Dr Wingate retired in 2000.
Mr Madeiros never knew the birds could be handled until 2001, when he met Australian scientists reviving similar lost populations of seabirds.
He said: “We didn’t know much about them, so there was a no handling policy. David didn’t want to do anything that might have a detrimental effect.
“What we didn’t know was scientists in Australia and New Zealand had been doing it for decades.”
Handling Cahows with the right touch enabled better study, as well as translocating chicks to Nonsuch – and feeding the young to top health.
Mr Madeiros said the birds got “a lot of anchovies and fresh, unfrozen squid, all so expensive I wouldn’t eat it for myself”.
Hand-fed birds would imprint on Nonsuch, then fly out for a few years at sea, mapping thousands of miles of ocean into their brains before heading back.
Cahows were famous from Bermuda’s earliest history for their strange calls.
Yips came from some of the burrows as the birds sensed visitors.
Mr Rouja showed images from one of his CahowCams, able to watch the pair in the dark underground.
He said: “You can see they’re listening to us. Let’s look at CahowCam 2.”
The pair under the first camera were vying for space to sit on their one egg, while Cam 2 showed a lone male incubating.
The cameras come from a private venture, Nonsuch Expeditions, which Mr Rouja leads. It now has about 40 million minutes of video.
Another camera looks out to sea, and can show the birds taking to the night skies.
The young need cold water food, and parents will fly hundreds of miles to catch and bring it back.
Cahows emerge only on dark windy nights, and will remain at sea until moonless conditions allow them to approach land.
Mr Madeiros explained that tonight’s storm, which will blot the full moon and buffet Nonsuch, would bring out Cahows seeking mates and flitting over their island.
He said the sound was “hard to describe – it’s completely unearthly”.
“It’s a low moan, almost mooing, followed by high-pitched yips, and cries that just ring out.”
Mr Rouja said it was easy to believe the early accounts of sailors who called Bermuda the Isle of Devils.
He added: “In the pitch dark, it would have been completely freaky.
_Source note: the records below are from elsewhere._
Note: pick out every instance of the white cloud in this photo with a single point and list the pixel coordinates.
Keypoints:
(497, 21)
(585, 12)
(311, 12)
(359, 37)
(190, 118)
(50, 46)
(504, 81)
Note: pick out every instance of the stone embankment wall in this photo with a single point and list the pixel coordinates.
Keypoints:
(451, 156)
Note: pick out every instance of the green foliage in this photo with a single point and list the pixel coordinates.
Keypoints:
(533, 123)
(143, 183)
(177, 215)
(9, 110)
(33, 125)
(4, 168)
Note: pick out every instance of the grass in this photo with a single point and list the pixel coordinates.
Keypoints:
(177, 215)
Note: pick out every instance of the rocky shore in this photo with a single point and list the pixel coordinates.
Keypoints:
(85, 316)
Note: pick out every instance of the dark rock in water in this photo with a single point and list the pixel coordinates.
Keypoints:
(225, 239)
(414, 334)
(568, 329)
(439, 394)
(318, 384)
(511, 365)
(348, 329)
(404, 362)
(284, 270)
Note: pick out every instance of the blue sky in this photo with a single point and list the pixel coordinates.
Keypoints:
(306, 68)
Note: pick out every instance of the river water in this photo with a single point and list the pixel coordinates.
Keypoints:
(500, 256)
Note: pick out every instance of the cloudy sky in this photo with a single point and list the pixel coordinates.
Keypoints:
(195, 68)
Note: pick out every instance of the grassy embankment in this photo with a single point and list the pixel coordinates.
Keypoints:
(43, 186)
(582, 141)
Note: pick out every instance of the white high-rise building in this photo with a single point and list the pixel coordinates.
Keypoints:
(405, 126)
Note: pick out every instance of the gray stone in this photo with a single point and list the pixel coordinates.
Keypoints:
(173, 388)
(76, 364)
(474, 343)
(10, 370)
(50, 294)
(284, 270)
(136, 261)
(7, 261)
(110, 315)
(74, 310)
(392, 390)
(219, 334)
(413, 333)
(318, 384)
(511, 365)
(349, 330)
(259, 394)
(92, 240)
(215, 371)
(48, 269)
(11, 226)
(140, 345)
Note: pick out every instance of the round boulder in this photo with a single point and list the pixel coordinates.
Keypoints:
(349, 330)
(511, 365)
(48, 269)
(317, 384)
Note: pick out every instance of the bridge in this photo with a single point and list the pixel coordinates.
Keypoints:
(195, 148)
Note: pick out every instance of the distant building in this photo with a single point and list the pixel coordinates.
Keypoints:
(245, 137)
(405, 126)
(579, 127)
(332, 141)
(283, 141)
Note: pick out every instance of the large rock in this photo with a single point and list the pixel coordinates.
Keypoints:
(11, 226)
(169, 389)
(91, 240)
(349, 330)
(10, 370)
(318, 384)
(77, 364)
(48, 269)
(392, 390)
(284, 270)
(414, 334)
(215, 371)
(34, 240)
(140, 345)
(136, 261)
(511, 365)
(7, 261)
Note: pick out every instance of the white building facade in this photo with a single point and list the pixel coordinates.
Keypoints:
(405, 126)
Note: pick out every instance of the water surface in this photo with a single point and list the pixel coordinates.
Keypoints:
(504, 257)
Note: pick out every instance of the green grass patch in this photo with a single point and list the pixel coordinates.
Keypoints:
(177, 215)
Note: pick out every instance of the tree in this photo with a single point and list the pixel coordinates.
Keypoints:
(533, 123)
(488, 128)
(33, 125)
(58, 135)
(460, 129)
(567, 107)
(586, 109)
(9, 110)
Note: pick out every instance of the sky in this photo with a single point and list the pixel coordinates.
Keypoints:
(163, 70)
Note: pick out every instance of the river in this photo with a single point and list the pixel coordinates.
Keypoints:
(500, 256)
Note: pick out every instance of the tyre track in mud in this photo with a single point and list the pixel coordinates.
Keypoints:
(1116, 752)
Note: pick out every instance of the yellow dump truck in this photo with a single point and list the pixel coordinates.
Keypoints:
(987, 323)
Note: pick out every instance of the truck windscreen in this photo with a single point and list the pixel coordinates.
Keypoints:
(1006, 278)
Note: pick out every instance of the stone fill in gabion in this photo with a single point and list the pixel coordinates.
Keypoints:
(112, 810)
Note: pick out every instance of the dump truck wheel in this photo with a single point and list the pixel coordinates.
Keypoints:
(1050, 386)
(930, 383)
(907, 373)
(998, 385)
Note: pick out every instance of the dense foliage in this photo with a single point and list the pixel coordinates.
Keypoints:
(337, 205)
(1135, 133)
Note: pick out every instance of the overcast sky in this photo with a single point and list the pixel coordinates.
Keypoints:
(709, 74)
“You wouldn’t know where the sounds were coming from. They move so fast. And in the old days there would have been hundreds of thousands of them, maybe millions.”
With new threats such as climate change, conservationists think in long terms about Cahow restoration.
As Mr Madeiros returned a Cahow to its burrow, he said: “We know now these birds can live 50 to 60 years. This bird may well outlive me.
“When I took this over, we had about 56 nesting pairs. When they were rediscovered in 1951, 17 or 18 was the entire world population. Nobody knew this secretive family of seabirds on remote islands – I’ve had the job of figuring it out.”
Mr Madeiros confirmed he was looking for successors, although he declined to name names.
He said he did not expect Cahows to fully reclaim Nonsuch under his watch.
But he added: “These last five years we’ve really seen the fruits of the labour.
“This colony is fully established. It’s been decades to achieve. But it’s been really worth it.”